Man Survives Night In Brutal Storm After Snowmobile Gets Stuck In Wasatch County Backcountry
HEBER CITY, Utah — A Utah man was rescued after his snowmobile got stuck and he had to spend a night out in a snowstorm in Wasatch County.
Commander Kam Kohler of the Wasatch County Search and Rescue Team said two snowmobilers were riding in the area of Nobletts Trailhead.
When a snowstorm blew in, the two were caught in white-out conditions and became separated. One of them was able to get to cell service and call 911 to try to find the other.
Kohler said the team responded around 6:30 Wednesday evening. Conditions, he said, were bad.
“Visibility up on the ridge line, because of 20-30 mile an hour winds, was about 10 feet so you just couldn’t see very far,” he said.
Searchers used GPS to make their way across the area, trying to find the man, but had no success.
Around 2:00 Thursday morning, the teams called off the operation for the night.
Kohler said rescuers hate coming home empty-handed.
“Somebody’s in trouble. Somebody’s on the mountain. When you’re search and rescue, it doesn’t feel very good to be sleeping in your bed when you know he’s up there in trouble,” he said.

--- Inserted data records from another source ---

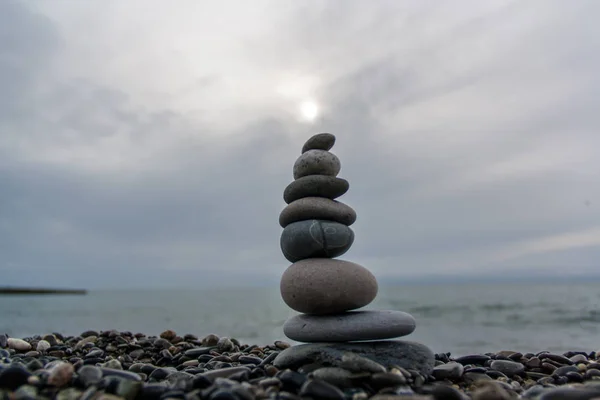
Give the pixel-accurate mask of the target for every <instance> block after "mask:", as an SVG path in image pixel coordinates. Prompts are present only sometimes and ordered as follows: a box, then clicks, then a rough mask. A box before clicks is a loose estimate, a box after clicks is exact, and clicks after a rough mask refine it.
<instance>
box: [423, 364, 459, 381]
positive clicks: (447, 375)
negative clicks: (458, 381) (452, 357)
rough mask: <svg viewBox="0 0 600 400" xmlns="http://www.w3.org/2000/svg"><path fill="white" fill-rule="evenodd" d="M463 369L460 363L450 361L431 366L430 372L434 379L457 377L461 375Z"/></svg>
mask: <svg viewBox="0 0 600 400" xmlns="http://www.w3.org/2000/svg"><path fill="white" fill-rule="evenodd" d="M464 371H465V367H463V366H462V364H459V363H457V362H454V361H451V362H449V363H447V364H442V365H438V366H437V367H434V368H433V372H432V373H431V374H432V375H433V376H434V377H435V378H436V379H439V380H442V379H458V378H460V377H461V376H462V374H463V372H464Z"/></svg>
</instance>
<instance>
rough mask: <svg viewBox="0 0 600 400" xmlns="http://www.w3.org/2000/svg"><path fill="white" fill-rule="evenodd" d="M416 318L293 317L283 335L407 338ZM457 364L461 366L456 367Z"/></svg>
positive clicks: (339, 314)
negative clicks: (405, 336) (284, 334)
mask: <svg viewBox="0 0 600 400" xmlns="http://www.w3.org/2000/svg"><path fill="white" fill-rule="evenodd" d="M414 330H415V319H414V318H413V316H412V315H410V314H408V313H405V312H402V311H392V310H382V311H375V310H373V311H352V312H346V313H341V314H335V315H306V314H301V315H296V316H293V317H291V318H290V319H288V320H287V321H286V322H285V324H284V325H283V333H284V334H285V335H286V336H287V337H288V338H290V339H292V340H295V341H298V342H352V341H358V340H380V339H391V338H397V337H402V336H406V335H410V334H411V333H412V332H413V331H414ZM459 365H460V364H459Z"/></svg>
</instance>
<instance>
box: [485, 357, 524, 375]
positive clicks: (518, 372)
mask: <svg viewBox="0 0 600 400" xmlns="http://www.w3.org/2000/svg"><path fill="white" fill-rule="evenodd" d="M490 368H491V369H493V370H496V371H500V372H502V373H503V374H505V375H506V376H508V377H512V376H514V375H517V374H520V373H521V372H523V371H525V366H524V365H523V364H521V363H518V362H515V361H507V360H494V361H492V364H491V365H490Z"/></svg>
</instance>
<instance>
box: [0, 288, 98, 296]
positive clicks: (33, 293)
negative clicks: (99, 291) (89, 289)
mask: <svg viewBox="0 0 600 400" xmlns="http://www.w3.org/2000/svg"><path fill="white" fill-rule="evenodd" d="M3 294H5V295H11V294H12V295H33V294H77V295H84V294H87V290H85V289H51V288H26V287H0V295H3Z"/></svg>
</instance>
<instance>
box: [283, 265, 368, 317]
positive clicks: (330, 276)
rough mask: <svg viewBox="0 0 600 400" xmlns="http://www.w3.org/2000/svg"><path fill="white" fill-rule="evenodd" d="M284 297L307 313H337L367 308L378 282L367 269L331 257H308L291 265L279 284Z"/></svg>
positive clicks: (325, 313)
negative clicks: (324, 257) (377, 281)
mask: <svg viewBox="0 0 600 400" xmlns="http://www.w3.org/2000/svg"><path fill="white" fill-rule="evenodd" d="M280 290H281V297H282V298H283V301H285V303H286V304H287V305H288V306H289V307H290V308H292V309H294V310H296V311H298V312H301V313H306V314H336V313H341V312H344V311H348V310H354V309H357V308H361V307H364V306H366V305H368V304H369V303H370V302H372V301H373V299H375V296H377V290H378V285H377V280H376V279H375V277H374V276H373V274H372V273H371V272H370V271H369V270H368V269H366V268H365V267H363V266H361V265H358V264H355V263H353V262H350V261H345V260H337V259H331V258H307V259H305V260H300V261H297V262H295V263H294V264H292V265H290V266H289V267H288V268H287V269H286V270H285V272H284V273H283V276H282V277H281V282H280Z"/></svg>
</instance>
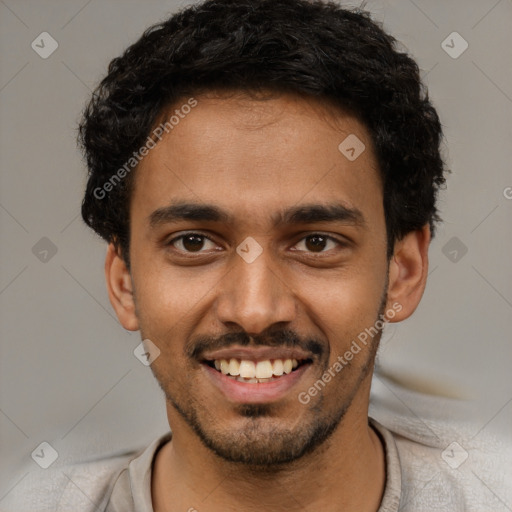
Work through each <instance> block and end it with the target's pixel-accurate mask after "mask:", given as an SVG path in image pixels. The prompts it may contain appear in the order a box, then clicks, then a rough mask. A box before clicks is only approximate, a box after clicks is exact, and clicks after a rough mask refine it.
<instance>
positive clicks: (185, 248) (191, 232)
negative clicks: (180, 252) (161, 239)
mask: <svg viewBox="0 0 512 512" xmlns="http://www.w3.org/2000/svg"><path fill="white" fill-rule="evenodd" d="M208 242H209V243H210V244H211V247H210V249H212V248H214V247H216V244H215V243H214V242H213V241H212V240H211V239H210V238H208V237H207V236H206V235H203V234H201V233H192V232H191V233H185V234H183V235H180V236H177V237H175V238H173V239H172V240H169V242H168V243H167V245H170V246H172V247H174V248H176V249H178V250H179V251H182V252H185V253H194V252H204V251H201V249H204V246H205V243H206V244H207V243H208Z"/></svg>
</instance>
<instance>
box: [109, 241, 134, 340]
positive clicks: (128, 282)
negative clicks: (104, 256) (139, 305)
mask: <svg viewBox="0 0 512 512" xmlns="http://www.w3.org/2000/svg"><path fill="white" fill-rule="evenodd" d="M105 279H106V283H107V291H108V296H109V299H110V303H111V304H112V307H113V308H114V310H115V312H116V315H117V318H118V319H119V321H120V322H121V325H122V326H123V327H124V328H125V329H127V330H128V331H137V330H139V322H138V320H137V316H136V314H135V302H134V297H133V283H132V278H131V275H130V271H129V270H128V268H127V267H126V263H125V261H124V260H123V258H122V257H121V255H120V254H118V251H117V250H116V248H115V247H114V244H112V243H110V244H109V246H108V248H107V254H106V257H105Z"/></svg>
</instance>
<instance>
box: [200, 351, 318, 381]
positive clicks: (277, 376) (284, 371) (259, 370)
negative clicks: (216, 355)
mask: <svg viewBox="0 0 512 512" xmlns="http://www.w3.org/2000/svg"><path fill="white" fill-rule="evenodd" d="M308 361H309V360H307V359H305V360H301V361H298V360H297V359H273V360H272V359H265V360H263V361H252V360H250V359H237V358H234V357H233V358H231V359H215V360H214V361H208V362H207V364H208V365H209V366H210V367H211V368H215V369H216V370H217V371H218V372H220V373H222V374H223V375H226V376H227V377H229V378H232V379H233V380H236V381H238V382H244V383H246V384H258V383H260V384H261V383H265V382H271V381H273V380H277V379H280V378H281V377H282V376H283V375H288V374H289V373H291V372H292V371H294V370H295V369H297V368H298V367H299V366H301V365H302V364H305V363H306V362H308Z"/></svg>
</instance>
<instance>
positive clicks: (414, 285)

The teams headed back up at 6:00 Thursday morning.
As they were heading up the mountain, Kohler said they found the man, who was coming down the mountain.
They offered him food and water and got him to safety.
Kohler said the man had walked about a mile trying to find help after his snowmobile got stuck. Eventually, he said, the man dug a hole in the snow to ride out the storm.
Occasionally, he said, the man got up to walk around to keep warm.
“He was in great shape this morning. Hungry and cold and tired, because you don’t sleep very well under a tree in the middle of the winter, but he did a good job,” Kohler said.
Kohler said spring can be deceptive because conditions in the valley are pleasant, but conditions can change quickly in the mountains. He said they have been called out more often over the last year.
He wants people to take extra time to prepare for possible emergencies before heading into the backcountry.
“If you’re going to go out and enjoy the mountains in Utah, I don’t care what time of year it is, it can even snow in July, but especially in the spring when you think it’s going to be nice, you’ve got to know before you go out and be prepared for any outcome,” he said.